6.1 Concepts of Modeling

Tornado photo by Nikolas Noonan on Unsplash Tornado photo by Nikolas Noonan on Unsplash

Introduction

Every spring, hundreds of people come to the Great Plains region of the United States in an attempt to get as close as possible to one of nature's most violent events: a tornado. While some go to "Tornado Alley" just for the thrill, most professional storm chasers have a different goal. What they want is data: scientific measurements that can only be found inside real tornadoes.

Scientists and university researchers, like those at NOAA's National Severe Storms Laboratory, hope to use that data to create mathematical models that will help them understand the inner workings of tornadoes and how they form.

The Modeling Process

When we speak of creating a mathematical model, what exactly are we talking about?

A model is simplified representation of a real world object. Mathematical models are found in nearly every field of study and are useful when it is not feasible, economical, practical, or safe to work with the real item.
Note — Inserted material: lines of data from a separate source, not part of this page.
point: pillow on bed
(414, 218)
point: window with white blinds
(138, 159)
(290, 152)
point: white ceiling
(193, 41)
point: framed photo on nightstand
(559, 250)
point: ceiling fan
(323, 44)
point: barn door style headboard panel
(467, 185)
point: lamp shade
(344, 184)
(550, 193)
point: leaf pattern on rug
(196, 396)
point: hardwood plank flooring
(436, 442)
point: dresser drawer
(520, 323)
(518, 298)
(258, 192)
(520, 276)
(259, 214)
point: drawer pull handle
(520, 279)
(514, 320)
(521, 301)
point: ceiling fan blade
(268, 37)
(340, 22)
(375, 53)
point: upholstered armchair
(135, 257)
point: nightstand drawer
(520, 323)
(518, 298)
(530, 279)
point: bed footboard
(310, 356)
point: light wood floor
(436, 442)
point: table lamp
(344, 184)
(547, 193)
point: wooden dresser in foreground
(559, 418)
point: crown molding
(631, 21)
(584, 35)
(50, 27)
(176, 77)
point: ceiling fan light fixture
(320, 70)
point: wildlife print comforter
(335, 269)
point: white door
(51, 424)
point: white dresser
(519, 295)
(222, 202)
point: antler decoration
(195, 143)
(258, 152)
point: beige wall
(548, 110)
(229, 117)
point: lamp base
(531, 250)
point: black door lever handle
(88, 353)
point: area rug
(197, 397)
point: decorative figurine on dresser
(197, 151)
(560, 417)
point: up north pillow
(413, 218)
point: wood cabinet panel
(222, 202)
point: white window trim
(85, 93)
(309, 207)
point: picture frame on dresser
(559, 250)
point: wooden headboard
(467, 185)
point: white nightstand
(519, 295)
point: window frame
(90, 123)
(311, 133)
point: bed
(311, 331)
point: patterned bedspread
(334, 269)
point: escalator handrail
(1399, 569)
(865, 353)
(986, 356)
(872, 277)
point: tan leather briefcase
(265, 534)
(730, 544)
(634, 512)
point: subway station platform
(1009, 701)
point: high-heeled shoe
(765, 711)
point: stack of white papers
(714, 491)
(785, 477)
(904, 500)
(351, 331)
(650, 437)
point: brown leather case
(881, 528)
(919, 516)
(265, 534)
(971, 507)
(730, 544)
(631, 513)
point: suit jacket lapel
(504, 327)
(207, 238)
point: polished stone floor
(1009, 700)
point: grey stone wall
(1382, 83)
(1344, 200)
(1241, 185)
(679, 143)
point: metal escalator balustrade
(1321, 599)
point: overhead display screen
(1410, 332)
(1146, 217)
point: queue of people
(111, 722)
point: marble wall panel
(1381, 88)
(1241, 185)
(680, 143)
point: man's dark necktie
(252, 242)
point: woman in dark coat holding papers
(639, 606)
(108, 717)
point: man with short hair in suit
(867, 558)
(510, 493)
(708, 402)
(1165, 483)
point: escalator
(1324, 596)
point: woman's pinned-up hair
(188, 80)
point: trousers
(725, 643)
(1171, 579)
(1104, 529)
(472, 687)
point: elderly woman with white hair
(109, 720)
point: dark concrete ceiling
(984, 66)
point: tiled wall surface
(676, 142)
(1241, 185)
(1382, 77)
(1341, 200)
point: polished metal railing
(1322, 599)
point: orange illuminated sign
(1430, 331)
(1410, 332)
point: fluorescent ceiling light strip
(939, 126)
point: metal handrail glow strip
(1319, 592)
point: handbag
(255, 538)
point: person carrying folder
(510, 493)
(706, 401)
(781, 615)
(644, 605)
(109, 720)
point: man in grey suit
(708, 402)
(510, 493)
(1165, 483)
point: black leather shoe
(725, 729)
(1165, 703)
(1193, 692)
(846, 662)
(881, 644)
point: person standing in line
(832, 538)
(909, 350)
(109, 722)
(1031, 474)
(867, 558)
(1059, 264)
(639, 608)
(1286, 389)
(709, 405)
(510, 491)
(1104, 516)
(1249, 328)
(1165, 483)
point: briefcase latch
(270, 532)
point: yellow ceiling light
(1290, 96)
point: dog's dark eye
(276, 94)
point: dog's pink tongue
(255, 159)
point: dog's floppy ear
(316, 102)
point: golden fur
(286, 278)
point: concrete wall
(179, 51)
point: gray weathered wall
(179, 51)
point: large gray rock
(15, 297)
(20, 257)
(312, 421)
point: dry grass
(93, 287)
To construct a model, we begin with a set of data points and a description of the scenario and then try to find an equation of a function that closely aligns with our observations and what we know about the situation.

Once a model has been created, we can use the rules of mathematics to discover things about its mathematical behavior. The insights gained from these analyses can, in turn, be used to make predictions and gain understanding about how the real-world object might behave.

Through continued observations and adjustments, the model can be refined to more accurately represent the real-world phenomenon it is intended to simulate.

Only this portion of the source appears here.